No ignoro que la Historia viene aquejada de cierta
devaluación desde hace un tiempo. Que algo como la filosofía de la Historia
suelta un aroma indiscutible de antigualla. Advierto que las dos veces que he
mencionado el nombre, lo he escrito con mayúscula.
Para mí, autodidacta réprobo, la Historia es algo. Estoy
suspendido en las órbitas más exteriores de una Historia que es tan majestuosa –aunque
trágica, es cierto-como una constelación de galaxias. Con ella suelen andar a
regañadientes aquellos que encuentran insoportable que obedezca a una especie
de plan o ADN histórico o que posea una especie de vida y de voluntad propia.
La Historia es aborrecida porque sucede envuelta en una gran dosis de barbarie.

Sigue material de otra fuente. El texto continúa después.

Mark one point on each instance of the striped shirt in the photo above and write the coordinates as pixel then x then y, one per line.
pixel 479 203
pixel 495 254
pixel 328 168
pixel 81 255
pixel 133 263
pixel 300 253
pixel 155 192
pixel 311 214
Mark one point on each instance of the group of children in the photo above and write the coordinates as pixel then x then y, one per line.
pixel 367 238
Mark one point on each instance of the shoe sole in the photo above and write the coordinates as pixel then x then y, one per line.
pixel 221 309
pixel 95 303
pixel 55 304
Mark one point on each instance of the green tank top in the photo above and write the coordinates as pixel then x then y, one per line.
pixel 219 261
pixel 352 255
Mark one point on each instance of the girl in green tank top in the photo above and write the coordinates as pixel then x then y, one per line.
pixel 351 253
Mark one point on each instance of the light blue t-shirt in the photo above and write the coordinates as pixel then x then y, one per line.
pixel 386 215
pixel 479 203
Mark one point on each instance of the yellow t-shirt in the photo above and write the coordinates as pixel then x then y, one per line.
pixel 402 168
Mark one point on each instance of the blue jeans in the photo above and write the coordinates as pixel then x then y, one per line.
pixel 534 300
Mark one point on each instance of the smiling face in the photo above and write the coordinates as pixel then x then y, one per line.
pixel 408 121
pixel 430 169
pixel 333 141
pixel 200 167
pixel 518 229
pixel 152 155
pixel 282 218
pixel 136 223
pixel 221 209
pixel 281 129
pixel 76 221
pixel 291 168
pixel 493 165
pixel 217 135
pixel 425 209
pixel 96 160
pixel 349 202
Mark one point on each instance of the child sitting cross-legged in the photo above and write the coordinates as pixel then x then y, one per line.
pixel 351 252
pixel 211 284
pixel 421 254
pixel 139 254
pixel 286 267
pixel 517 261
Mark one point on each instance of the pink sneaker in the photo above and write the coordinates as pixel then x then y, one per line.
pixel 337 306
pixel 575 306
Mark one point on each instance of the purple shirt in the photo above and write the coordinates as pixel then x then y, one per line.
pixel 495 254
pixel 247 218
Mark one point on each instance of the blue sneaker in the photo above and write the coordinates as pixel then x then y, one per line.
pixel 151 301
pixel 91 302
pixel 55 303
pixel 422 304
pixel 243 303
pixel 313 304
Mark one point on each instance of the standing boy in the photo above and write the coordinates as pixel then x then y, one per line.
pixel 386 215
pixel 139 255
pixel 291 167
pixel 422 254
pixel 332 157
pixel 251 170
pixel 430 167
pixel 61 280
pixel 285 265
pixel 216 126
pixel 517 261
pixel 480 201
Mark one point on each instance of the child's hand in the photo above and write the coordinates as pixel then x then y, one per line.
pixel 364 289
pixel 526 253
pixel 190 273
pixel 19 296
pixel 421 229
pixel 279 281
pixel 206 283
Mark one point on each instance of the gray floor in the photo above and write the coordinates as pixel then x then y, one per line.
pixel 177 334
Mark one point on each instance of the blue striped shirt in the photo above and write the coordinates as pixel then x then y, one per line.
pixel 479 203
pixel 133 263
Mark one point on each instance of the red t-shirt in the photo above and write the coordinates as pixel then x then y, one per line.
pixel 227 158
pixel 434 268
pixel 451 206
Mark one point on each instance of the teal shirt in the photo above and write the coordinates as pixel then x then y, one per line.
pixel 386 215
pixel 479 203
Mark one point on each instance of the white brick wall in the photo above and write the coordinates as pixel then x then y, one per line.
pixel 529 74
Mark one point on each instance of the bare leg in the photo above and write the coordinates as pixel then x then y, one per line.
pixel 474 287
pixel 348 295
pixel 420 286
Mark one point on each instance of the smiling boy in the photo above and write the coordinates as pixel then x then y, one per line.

¿Qué plan puede haber implícito ahí? La barbarie más repugnante es, sin
embargo, la de uno de sus frutos, el capitalismo.
El capitalismo como “demon” de la Historia no se comprende
sino en clave histórica. Especialmente en su fase actual, este período de
neo-liberalismo y financiarización global que es la normalización del fascismo, el
período que arrancó con la llamada Primera Guerra Mundial y la revolución rusa.
El neo-liberalismo es un fascismo con rostro amable que encierra un abrumador
nivel de caos y barbarie. La Historia parece concluir en eso. Es lo que
desconcierta. Y produce odio a la Historia.